C’est une exigence du règlement portant diverses dispositions relatives au taux global et à la publication des conditions de banque dans la zone Cemac : la publication des conditions tarifaires par les banques. Ce sont en fait les coûts des différents services proposés par les établissements bancaires à publier dans les agences, les sites Web des banques, les journaux habiletés à publier les annonces légales. Leur publication vise trois objectifs que sont la protection du consommateur, l’inclusion financière et la compétition sur le marché bancaire. La Banque des Etats de l’Afrique centrale (Beac) vient de publier une étude dressant l’état des lieux de cette pratique au Cameroun. La banque centrale constate que la tendance est plutôt bonne. En effet, les banques qui ont l’obligation d’afficher ces conditions dans les différents lieux indiqués le font effectivement. 89% des agences de banques dans les villes de Douala, Yaoundé et Limbe où sont passés les agents de la Beac répondent à cette exigence, et 82% des conditions affichées sont facile d’accès pour la consultation.

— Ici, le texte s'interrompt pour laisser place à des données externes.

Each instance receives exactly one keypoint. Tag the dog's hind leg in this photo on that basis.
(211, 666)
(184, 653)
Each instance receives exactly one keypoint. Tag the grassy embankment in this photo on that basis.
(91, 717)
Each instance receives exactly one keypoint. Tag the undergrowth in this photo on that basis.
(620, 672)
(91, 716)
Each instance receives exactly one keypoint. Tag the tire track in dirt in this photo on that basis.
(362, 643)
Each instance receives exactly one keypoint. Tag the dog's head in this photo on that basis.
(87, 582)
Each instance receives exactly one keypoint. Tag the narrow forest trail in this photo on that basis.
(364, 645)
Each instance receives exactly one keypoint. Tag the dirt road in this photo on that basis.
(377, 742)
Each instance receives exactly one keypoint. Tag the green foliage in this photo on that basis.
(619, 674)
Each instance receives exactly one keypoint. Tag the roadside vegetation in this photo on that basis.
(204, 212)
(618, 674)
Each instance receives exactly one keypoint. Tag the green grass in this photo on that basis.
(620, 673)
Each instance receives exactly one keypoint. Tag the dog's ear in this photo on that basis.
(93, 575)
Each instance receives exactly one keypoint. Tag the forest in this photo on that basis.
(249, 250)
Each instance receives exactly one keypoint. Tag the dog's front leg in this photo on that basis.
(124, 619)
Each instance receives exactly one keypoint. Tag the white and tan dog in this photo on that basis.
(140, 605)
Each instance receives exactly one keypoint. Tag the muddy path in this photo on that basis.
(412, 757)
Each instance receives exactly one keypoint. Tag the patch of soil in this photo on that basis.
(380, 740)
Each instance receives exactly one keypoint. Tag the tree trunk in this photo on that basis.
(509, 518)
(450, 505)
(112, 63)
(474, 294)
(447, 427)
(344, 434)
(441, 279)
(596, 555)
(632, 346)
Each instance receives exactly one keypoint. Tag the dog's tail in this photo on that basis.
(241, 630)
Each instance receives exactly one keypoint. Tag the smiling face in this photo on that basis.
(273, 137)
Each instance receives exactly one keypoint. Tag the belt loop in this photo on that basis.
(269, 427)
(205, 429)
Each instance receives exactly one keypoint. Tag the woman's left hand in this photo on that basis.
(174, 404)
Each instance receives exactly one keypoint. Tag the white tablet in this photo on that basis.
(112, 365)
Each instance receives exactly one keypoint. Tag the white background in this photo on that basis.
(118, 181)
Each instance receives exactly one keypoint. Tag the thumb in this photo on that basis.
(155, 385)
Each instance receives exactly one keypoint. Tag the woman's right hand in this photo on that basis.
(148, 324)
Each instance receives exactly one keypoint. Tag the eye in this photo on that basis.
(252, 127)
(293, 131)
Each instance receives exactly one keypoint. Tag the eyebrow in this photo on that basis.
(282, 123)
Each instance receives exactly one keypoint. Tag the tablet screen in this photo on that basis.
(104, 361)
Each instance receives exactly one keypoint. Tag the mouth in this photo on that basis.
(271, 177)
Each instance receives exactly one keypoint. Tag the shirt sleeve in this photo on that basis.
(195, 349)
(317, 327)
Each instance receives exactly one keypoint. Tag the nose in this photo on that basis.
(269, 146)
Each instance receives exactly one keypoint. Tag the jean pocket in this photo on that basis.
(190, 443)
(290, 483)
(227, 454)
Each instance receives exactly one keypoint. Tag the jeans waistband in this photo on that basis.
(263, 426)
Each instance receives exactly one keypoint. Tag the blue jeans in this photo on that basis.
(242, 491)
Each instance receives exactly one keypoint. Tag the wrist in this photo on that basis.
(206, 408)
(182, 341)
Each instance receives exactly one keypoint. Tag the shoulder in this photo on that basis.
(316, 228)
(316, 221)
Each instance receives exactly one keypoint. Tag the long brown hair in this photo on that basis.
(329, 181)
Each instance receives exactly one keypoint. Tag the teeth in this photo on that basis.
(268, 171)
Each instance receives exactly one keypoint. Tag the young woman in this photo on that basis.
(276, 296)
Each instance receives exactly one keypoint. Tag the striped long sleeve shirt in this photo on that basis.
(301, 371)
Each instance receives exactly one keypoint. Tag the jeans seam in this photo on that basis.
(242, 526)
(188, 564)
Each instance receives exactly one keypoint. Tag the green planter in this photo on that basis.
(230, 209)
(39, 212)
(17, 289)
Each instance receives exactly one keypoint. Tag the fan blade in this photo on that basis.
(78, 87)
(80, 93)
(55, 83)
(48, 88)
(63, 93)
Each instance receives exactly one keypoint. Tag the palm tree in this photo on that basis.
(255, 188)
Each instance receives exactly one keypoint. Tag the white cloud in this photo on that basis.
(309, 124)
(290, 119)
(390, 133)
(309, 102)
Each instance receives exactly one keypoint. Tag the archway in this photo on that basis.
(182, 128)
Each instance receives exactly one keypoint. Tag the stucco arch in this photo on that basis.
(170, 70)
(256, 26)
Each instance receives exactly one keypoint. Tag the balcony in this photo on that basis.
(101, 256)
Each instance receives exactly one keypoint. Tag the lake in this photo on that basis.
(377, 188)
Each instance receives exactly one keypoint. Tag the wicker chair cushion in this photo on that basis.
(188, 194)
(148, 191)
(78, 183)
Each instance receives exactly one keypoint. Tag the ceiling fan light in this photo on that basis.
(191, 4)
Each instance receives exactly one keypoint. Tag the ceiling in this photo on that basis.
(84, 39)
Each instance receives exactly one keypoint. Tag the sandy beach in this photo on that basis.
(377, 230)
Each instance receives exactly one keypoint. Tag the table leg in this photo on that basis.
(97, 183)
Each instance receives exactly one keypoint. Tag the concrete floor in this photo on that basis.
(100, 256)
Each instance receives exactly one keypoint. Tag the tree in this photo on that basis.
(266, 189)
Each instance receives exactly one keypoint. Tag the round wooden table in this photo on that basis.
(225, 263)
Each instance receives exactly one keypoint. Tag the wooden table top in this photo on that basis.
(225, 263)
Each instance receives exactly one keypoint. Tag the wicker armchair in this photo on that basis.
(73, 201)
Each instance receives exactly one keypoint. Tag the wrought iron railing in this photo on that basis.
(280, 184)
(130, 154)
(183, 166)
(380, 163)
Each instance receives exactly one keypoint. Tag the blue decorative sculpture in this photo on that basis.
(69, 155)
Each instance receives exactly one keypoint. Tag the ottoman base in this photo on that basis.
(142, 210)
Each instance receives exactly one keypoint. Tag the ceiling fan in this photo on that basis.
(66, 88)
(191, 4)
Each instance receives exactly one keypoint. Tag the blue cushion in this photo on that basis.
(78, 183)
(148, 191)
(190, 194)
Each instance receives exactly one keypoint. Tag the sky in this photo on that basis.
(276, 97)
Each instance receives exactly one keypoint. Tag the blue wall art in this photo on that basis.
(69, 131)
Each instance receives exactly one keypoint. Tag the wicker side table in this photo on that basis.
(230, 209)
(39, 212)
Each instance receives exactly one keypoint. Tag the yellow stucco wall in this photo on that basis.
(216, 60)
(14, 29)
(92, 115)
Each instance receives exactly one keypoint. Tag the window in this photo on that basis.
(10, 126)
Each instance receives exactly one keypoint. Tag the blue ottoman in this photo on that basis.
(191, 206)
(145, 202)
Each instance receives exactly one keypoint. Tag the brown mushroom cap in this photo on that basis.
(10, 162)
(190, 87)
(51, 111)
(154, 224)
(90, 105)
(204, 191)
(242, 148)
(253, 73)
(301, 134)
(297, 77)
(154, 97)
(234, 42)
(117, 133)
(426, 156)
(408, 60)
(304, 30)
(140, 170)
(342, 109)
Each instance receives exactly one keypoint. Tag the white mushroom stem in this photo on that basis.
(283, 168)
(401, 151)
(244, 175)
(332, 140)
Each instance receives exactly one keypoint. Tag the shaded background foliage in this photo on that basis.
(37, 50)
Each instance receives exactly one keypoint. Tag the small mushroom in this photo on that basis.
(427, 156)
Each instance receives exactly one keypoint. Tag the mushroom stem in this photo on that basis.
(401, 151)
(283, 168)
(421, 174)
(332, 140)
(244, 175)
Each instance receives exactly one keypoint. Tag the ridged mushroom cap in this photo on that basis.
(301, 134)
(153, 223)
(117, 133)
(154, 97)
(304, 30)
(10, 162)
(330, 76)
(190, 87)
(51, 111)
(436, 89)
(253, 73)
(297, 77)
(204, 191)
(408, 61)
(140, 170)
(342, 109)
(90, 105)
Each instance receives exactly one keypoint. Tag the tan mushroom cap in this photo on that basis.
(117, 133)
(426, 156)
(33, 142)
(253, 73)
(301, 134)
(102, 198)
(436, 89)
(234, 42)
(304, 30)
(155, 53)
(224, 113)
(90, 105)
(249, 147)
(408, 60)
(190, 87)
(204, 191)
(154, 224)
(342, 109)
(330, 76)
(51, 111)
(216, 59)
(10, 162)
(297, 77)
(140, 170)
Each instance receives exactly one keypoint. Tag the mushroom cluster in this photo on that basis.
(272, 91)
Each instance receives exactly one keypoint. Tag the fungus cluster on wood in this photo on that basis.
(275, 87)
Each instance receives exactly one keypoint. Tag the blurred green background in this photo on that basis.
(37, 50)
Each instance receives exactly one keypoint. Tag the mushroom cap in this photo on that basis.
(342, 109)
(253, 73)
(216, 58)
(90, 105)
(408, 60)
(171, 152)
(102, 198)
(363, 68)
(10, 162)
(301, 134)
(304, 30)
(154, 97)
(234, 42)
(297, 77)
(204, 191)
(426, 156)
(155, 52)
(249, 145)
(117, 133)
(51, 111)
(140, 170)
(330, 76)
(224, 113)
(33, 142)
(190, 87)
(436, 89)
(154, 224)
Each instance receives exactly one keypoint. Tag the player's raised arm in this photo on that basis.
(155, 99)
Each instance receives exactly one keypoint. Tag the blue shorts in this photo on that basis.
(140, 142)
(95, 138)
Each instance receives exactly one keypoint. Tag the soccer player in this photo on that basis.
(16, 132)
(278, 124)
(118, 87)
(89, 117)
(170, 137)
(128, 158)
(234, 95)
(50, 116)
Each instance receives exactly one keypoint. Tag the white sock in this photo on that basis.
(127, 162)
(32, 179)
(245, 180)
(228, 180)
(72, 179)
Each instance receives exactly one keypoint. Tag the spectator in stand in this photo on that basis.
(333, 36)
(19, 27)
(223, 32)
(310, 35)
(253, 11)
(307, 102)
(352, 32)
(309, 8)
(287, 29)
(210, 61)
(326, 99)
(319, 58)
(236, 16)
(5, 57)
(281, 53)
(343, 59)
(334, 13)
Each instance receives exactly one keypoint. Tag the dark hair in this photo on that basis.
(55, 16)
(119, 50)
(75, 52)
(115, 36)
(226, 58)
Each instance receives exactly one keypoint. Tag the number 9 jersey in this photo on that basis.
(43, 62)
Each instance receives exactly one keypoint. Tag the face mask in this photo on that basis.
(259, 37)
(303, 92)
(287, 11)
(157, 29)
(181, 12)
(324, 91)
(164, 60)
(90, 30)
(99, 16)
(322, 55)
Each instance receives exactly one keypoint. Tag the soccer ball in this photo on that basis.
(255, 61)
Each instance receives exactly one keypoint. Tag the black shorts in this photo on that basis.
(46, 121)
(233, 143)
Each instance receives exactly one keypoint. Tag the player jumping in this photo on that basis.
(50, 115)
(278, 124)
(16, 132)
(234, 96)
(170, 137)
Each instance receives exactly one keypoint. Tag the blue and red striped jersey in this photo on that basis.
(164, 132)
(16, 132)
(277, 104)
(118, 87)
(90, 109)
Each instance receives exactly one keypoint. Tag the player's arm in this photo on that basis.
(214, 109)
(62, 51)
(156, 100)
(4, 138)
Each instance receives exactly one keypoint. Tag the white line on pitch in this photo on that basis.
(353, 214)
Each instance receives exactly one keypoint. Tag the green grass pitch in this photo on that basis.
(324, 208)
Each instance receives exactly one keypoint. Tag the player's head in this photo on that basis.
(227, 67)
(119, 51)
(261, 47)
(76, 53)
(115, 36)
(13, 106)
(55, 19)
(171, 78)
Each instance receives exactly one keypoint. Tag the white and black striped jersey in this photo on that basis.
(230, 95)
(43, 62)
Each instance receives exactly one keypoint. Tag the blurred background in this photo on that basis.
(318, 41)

Seulement et comme les usagers de ces services peuvent le constater, la lisibilité n’est pas toujours au rendez-vous. Quelques clients de banque rencontrés confirment en effet ne pas, malgré la volonté, pouvoir consulter ces informations. « Très souvent, je vois ces conditions publiées dans votre journal. Quand c’est ma banque, je regarde plus attentivement, mais c’est tellement dense et écrit en petit caractère que je renonce. Et donc, c’est lorsque vous avez besoin d’un service dans une banque que vous vous rendez compte que soit le prix a été modifié, soit il est maintenu », confie un usager des services bancaires. Autre chose « même dans les cas où les conditions sont publiées de la manière la plus claire possible avec une taille de police suffisante et des couleurs, ces dernières sont sous la forme d’un document avec un nombre impressionnant de lignes et des techniques qui en dissuaderaient plus d’un », peut-on lire dans l’exposé de Hermann Tankou Mefenya, analyste financier à la Beac dans le cadre de la lettre de recherche au premier semestre 2019. Ce qui complique davantage la compréhension du public.

La Beac fait donc deux principales recommandations. Elle suggère la publication sur son site de ces conditions tarifaires. Prenant l’exemple de la Tunisie où cette méthode est appliquée, la Banque centrale précise que ceci pourrait faciliter la détection de la non-conformité des banques. Par ailleurs, elle propose, image à l’appui, un extrait standard de tarifs comprenant un nombre limité de produits et services couramment utilisés par les clients. « Cet extrait se doit d’être court afin de faciliter la lisibilité et la comparabilité des tarifs pour les profanes », poursuit l’étude. Les autres éléments pourraient être compilés dans un document type. Au final, si sur le principe les banques s’alignent à la réglementation, la BEAC relève des insuffisances dans les canaux de publication mais aussi leur contenu.